I'm in the market for a new knife. I have a TOPS Steel Eagle with a seven inch blade, and it's a beast of a knife. I would like an ESEE 6 but can't justify it since I have the TOPS. I'm looking at the ESEE 4. But, TOPS also has the B.O.B knife and it's blade is about 4.5" long. It's a sweet looking knife. Does anyone have an opinion on either knives? I thought about the ESEE 3 but I think the 4 is better suited to my needs. Both are 1095 and definitely durable. 
Here's a link to the TOPS B.O.B knife if you haven't seen it. Looks like a great bushcraft knife. TOPS B.O.B. Fieldcraft Knife Black Micarta | GPKNIVES.com


----------



## BigCheeseStick (Aug 7, 2013)

The firestarter is a cute add on, but if you've spent any time trying to light an actual camp fire you'll probably find out how far you can throw that little thing before you get the fire lit. Jump on ebay and get yourself a good 5", or 6" long 1/2" thick ferro rod. It'll do the job in two or three strikes almost every time. A good ferro rod is as important as the knife itself imo!


----------



## trainershawn (Dec 14, 2012)

BigCheeseStick said:


> The firestarter is a cute add on, but if you've spent any time trying to light an actual camp fire you'll probably find out how far you can throw that little thing before you get the fire lit. Jump on ebay and get yourself a good 5", or 6" long 1/2" thick ferro rod. It'll do the job in two or three strikes almost every time. A good ferro rod is as important as the knife itself imo!
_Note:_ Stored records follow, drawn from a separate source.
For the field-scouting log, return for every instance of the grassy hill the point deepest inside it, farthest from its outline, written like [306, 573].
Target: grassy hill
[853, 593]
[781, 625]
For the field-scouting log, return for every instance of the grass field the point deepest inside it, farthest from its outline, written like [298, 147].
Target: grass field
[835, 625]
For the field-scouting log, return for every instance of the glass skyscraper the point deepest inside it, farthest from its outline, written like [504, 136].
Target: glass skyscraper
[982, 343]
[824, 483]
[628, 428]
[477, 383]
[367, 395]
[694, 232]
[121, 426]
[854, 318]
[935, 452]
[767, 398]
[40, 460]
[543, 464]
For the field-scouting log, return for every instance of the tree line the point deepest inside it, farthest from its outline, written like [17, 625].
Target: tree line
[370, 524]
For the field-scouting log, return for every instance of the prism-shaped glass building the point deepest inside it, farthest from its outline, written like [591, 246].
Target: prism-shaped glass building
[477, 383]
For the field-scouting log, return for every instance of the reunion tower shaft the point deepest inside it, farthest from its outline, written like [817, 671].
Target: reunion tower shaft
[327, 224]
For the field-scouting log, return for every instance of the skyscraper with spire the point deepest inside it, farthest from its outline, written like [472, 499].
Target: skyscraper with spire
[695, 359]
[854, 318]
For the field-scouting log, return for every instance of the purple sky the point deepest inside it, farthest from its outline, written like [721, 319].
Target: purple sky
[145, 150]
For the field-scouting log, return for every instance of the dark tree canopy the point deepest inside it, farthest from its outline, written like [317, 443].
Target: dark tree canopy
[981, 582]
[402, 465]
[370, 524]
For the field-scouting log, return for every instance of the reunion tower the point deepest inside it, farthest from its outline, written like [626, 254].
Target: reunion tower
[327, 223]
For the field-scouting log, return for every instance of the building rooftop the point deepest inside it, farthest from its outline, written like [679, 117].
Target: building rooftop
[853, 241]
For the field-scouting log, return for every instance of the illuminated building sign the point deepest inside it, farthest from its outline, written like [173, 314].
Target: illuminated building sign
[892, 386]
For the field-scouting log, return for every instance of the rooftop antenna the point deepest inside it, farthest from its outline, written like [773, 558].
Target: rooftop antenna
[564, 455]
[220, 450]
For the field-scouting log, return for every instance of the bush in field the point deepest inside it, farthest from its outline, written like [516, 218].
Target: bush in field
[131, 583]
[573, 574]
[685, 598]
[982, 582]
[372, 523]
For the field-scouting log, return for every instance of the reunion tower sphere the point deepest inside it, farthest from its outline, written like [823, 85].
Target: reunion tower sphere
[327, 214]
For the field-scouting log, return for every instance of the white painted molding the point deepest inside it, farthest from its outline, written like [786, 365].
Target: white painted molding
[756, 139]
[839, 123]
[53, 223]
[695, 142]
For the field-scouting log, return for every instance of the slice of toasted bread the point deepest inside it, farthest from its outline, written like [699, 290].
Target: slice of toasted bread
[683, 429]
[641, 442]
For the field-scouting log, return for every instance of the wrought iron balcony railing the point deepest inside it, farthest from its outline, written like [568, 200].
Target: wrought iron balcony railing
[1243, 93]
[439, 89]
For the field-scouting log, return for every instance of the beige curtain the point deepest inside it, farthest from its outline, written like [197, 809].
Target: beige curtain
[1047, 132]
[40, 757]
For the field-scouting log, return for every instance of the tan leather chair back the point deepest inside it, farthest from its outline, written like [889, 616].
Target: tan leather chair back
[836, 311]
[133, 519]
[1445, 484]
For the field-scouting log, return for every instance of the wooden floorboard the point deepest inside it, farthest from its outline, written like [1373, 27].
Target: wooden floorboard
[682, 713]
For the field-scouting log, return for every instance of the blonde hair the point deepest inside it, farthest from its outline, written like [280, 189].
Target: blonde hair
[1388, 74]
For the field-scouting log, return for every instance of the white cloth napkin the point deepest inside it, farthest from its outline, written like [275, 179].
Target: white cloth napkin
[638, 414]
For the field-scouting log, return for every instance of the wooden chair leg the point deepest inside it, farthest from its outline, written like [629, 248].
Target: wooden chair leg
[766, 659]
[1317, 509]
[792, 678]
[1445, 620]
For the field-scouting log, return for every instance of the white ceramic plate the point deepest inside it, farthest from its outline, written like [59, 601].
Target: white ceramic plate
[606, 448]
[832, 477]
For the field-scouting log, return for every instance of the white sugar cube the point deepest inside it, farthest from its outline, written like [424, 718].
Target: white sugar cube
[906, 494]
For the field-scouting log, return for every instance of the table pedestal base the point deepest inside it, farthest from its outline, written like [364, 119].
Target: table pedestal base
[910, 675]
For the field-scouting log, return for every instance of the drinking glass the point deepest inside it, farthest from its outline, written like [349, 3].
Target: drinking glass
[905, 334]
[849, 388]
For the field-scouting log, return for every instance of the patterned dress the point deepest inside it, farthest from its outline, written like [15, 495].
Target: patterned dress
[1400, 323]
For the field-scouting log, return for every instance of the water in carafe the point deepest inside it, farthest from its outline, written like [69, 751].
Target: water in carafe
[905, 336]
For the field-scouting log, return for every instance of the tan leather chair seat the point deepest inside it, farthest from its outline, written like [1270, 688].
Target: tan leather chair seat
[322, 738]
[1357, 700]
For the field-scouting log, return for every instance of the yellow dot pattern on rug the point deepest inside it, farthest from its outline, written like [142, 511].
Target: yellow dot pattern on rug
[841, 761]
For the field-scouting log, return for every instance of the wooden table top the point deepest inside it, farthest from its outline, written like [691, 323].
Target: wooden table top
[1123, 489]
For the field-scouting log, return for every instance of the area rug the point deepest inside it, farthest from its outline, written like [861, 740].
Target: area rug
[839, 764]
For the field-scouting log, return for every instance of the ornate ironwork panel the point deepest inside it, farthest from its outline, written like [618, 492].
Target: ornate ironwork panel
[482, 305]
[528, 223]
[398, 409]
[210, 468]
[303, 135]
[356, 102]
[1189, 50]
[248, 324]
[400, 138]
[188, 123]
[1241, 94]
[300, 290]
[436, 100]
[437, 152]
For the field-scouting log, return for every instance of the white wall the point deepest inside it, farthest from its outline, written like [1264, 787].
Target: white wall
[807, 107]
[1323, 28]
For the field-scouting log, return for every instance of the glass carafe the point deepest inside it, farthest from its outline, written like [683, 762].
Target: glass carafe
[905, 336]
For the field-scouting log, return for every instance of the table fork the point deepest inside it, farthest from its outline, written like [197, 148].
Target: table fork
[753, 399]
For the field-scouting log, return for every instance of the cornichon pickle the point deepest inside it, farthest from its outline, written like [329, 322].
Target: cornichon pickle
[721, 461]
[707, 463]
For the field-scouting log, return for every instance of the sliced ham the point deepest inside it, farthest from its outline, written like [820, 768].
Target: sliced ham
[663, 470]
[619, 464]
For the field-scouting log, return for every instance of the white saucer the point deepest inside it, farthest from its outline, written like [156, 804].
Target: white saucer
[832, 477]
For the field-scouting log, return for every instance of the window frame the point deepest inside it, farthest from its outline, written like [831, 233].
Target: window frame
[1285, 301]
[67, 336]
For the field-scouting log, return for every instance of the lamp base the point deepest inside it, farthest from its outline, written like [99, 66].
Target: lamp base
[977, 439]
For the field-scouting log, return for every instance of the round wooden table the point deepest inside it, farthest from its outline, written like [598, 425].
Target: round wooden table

Thanks but I'm not concerned about the ferro rod. I've got plenty of quality rods already. I'm curious about the actual knife and if anyone has any experience with either one. ESEE has an excellent and unparalleled lifetime warranty. But the B.O.B. knife seems very appealing. I don't know if it's because I'm partial to TOPS knives or if there is any real benefit of it over an ESEE. I've also considered the BK2 but the blade is a bit thicker and longer than what I want. Wish I could handle all the knives before I buy them.


----------



## PrepperThyAngus (Sep 30, 2012)

I have the ESEE4, its literally indestructible and my favorite of all time. I cannot think of anything negative about it besides it require occasional lubrication to prevent rust. Buy it, you will not regret it.


----------



## Nathan Jefferson (May 11, 2013)

TOPS and ESEE are made in the same factory to the same standards, a TOPS knife in 1095 and an ESEE knife in 1095 will be made of the same steel and same treatments.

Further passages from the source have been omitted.